L'amende administrative peut atteindre 375 000 € pour une personne morale et 75 000 € pour une personne physique, au titre de l'article L. 242-16 du code de la consommation. Le sujet n'est pas théorique pour qui prospecte au quotidien.
02Consommateur ou professionnel : où passe la frontière
L'interdiction vise le « consommateur » : la personne physique qui agit hors de son activité professionnelle. Appeler un dirigeant, un artisan ou un indépendant au sujet d'une garantie liée à son activité relève de la prospection entre professionnels. C'est la finalité de l'acte, et non le numéro composé, qui trace la ligne.
Cette distinction n'est pas un artifice de lecture. Le code de la consommation réserve le mot « consommateur » à la personne physique qui agit à des fins étrangères à son activité commerciale, industrielle, artisanale, libérale ou agricole. Un chef d'entreprise a beau être, dans sa vie privée, un consommateur comme un autre, il ne l'est plus lorsqu'il est sollicité au titre de son métier. La ligne de partage tient donc à un critère unique : l'objet de votre appel.
| Situation d'appel | Statut retenu | Régime au 12 août |
|---|---|---|
| Un particulier appelé pour une assurance emprunteur privée | Consommateur | Consentement préalable requis |
| Un artisan appelé pour la responsabilité civile de son entreprise | Professionnel | Prospection B2B possible, sous conditions |
| Un dirigeant appelé pour la prévoyance des salariés de sa société | Professionnel | Prospection B2B possible, sous conditions |
| Un gérant appelé, à titre privé, pour sa résidence secondaire | Consommateur | Consentement préalable requis |
Le message est clair : le 12 août, une part entière de votre activité reste ouverte, à condition de savoir qui vous appelez et pourquoi. Ce critère de finalité de l'acte mérite d'être maîtrisé au cas par cas ; nous le détaillons, avec ses zones grises, dans notre article dédié à la prospection des professionnels et des travailleurs non salariés.
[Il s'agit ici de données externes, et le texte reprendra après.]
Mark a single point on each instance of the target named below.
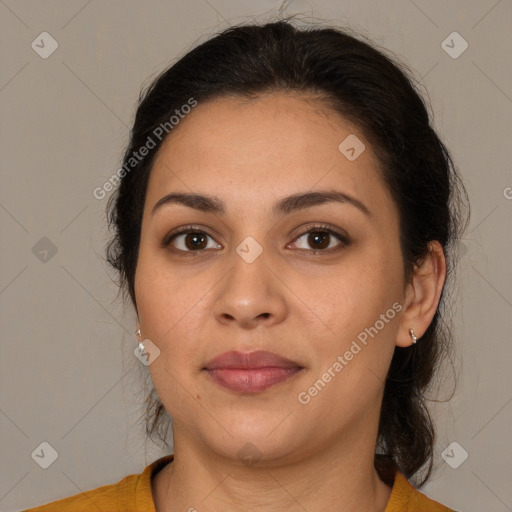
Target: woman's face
(258, 278)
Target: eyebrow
(283, 206)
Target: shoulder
(405, 498)
(132, 493)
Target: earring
(142, 348)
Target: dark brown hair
(377, 95)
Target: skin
(304, 306)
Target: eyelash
(345, 241)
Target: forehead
(251, 150)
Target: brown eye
(321, 240)
(189, 241)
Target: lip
(251, 372)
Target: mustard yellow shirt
(133, 494)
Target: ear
(422, 295)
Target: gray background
(68, 375)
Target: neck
(340, 477)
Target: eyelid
(338, 233)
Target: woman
(283, 226)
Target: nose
(251, 294)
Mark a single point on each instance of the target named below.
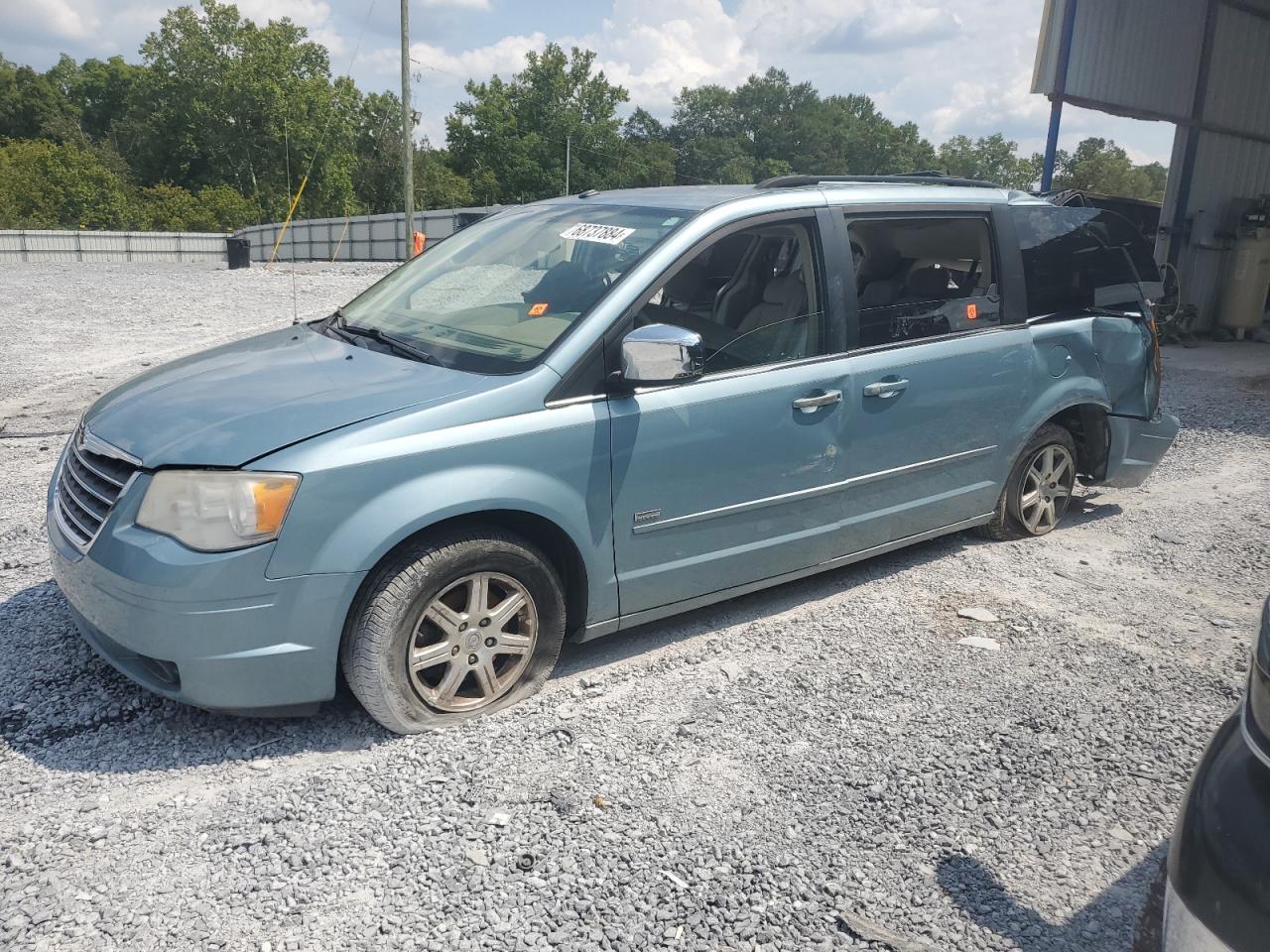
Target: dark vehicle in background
(1214, 893)
(1142, 212)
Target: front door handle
(815, 402)
(885, 388)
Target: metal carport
(1203, 64)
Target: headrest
(781, 289)
(928, 285)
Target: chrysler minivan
(594, 412)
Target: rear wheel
(453, 627)
(1039, 489)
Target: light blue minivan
(593, 412)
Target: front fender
(362, 494)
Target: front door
(730, 479)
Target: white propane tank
(1246, 276)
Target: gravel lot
(794, 770)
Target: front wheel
(1039, 489)
(453, 627)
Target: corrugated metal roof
(1128, 56)
(1238, 79)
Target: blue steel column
(1056, 99)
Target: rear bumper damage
(1137, 447)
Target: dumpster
(238, 252)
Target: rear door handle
(812, 403)
(885, 388)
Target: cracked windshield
(497, 296)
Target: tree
(991, 159)
(1101, 166)
(33, 107)
(60, 185)
(511, 135)
(226, 102)
(771, 126)
(436, 184)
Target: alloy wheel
(472, 642)
(1047, 489)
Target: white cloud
(657, 48)
(952, 68)
(504, 58)
(51, 19)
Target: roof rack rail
(920, 178)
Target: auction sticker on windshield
(603, 234)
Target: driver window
(753, 298)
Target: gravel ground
(821, 766)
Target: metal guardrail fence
(39, 245)
(362, 238)
(365, 238)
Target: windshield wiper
(348, 331)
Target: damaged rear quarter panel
(1066, 373)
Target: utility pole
(407, 132)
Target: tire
(452, 627)
(1148, 936)
(1016, 515)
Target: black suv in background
(1215, 896)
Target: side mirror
(662, 353)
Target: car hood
(235, 403)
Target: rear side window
(1078, 259)
(922, 277)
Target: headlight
(1264, 639)
(217, 511)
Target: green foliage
(991, 159)
(769, 126)
(516, 131)
(227, 102)
(33, 107)
(207, 131)
(49, 184)
(1101, 166)
(436, 184)
(171, 208)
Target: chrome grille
(91, 477)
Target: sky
(953, 67)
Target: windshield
(497, 295)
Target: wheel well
(1087, 422)
(544, 534)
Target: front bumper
(1219, 861)
(209, 630)
(1137, 447)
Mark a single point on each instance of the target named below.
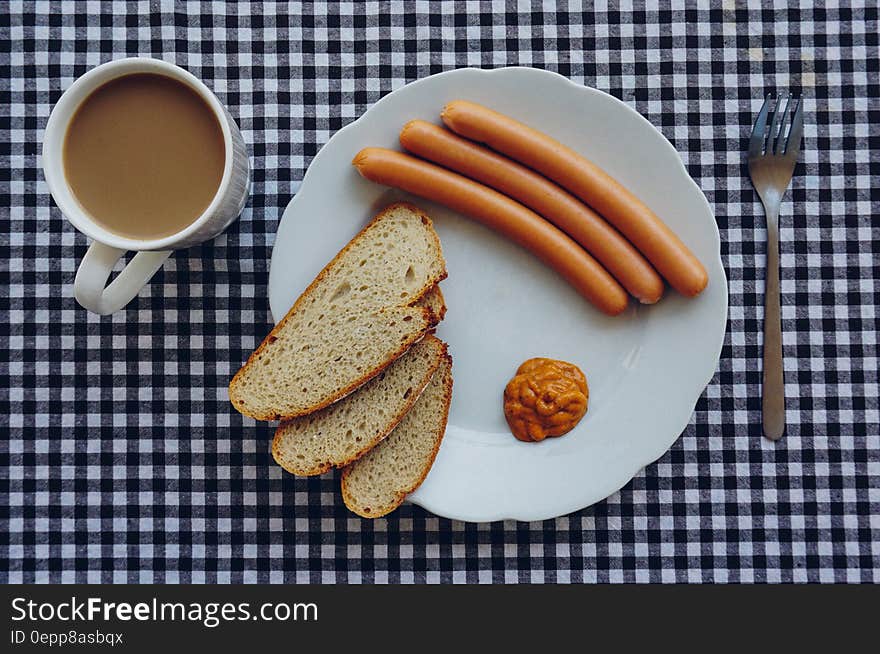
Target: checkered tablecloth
(121, 459)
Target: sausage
(499, 212)
(586, 180)
(572, 216)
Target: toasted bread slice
(379, 481)
(434, 301)
(344, 431)
(316, 355)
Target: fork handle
(773, 387)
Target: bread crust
(400, 496)
(395, 420)
(428, 315)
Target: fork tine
(778, 116)
(756, 143)
(783, 131)
(796, 134)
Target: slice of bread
(344, 431)
(378, 482)
(291, 377)
(434, 301)
(314, 355)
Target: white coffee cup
(108, 248)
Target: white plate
(645, 369)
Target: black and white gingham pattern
(122, 461)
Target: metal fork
(773, 154)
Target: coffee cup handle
(95, 268)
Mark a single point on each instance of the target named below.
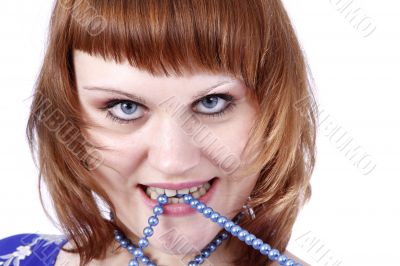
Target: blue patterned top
(30, 249)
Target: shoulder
(30, 249)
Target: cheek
(121, 154)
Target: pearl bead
(228, 225)
(158, 210)
(274, 254)
(214, 216)
(205, 253)
(131, 248)
(124, 243)
(242, 234)
(224, 235)
(187, 198)
(207, 212)
(257, 243)
(133, 262)
(249, 239)
(199, 259)
(144, 259)
(119, 237)
(143, 242)
(282, 259)
(218, 241)
(148, 231)
(162, 199)
(193, 203)
(265, 249)
(212, 247)
(153, 221)
(138, 253)
(222, 220)
(200, 207)
(235, 230)
(289, 263)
03Ce qui reste obligatoire, même quand vous prospectez des professionnels
Sortir du champ de l'opt-in ne signifie pas prospecter sans règles. Le RGPD continue de s'appliquer : intérêt légitime, information de la personne, droit d'opposition immédiat, durées de conservation. S'ajoutent l'identification claire de l'appelant et le devoir de conseil.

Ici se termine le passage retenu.